= Maryland Theater (Baltimore) =

American music theatre

The Maryland Theater was a music venue in Baltimore, Maryland, home to that city's first jazz band, led by John Ridgely. It was originally built for James Lawrence Kernan (1838-1912) as a vaudeville house, in 1903, adjacent to his Hotel Kernan (later renamed the Congress Hotel). It included a rathskeller in the basement with some of the first music in town from a "jazz band" led by John Ridgley, at what became known later as "The Marble Bar", a musical venue even up to the 1980s. Located facing West Franklin Street, between North Paca Street and west of North Howard Street, which was one of the fanciest hotels in the city at the time constructed of Beaux Arts/Classical Revival style architecture. In the 1950s, the old Maryland Theatre was razed and temporarily replaced by a parking lot for the last days of the hotel.

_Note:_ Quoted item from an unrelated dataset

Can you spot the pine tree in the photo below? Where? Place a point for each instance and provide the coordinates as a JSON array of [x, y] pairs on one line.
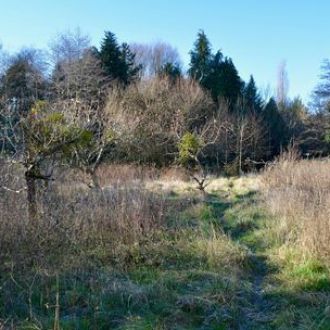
[[171, 71], [130, 70], [200, 58], [251, 98], [230, 85], [117, 61]]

Kernan was also a member of the city's Board of Park Commissioners and a member of the old Baltimore City Jail Board. He was also the founder of the James Lawrence Kernan Hospital at his "Radnor Park" estate in northwest Baltimore's Forest Park neighborhood near Woodlawn in suburban Baltimore County. The hospital built in the 1920s era with buildings around the old mansion of 1860-1867 construction of Greek Revival and Colonial Revival styled architecture. Today it is a part of the state's University of Maryland Medical Center as the "University of Maryland Rehabilitation & Orthopaedic Institute".

The old Kernan/Congress Hotel was renovated and restored in 2004-2005 as apartments and condos by the locally famous architect and construction firm, Streuver Brothers, Eccles and Rouse as one of their last renewal projects of three decades in the city.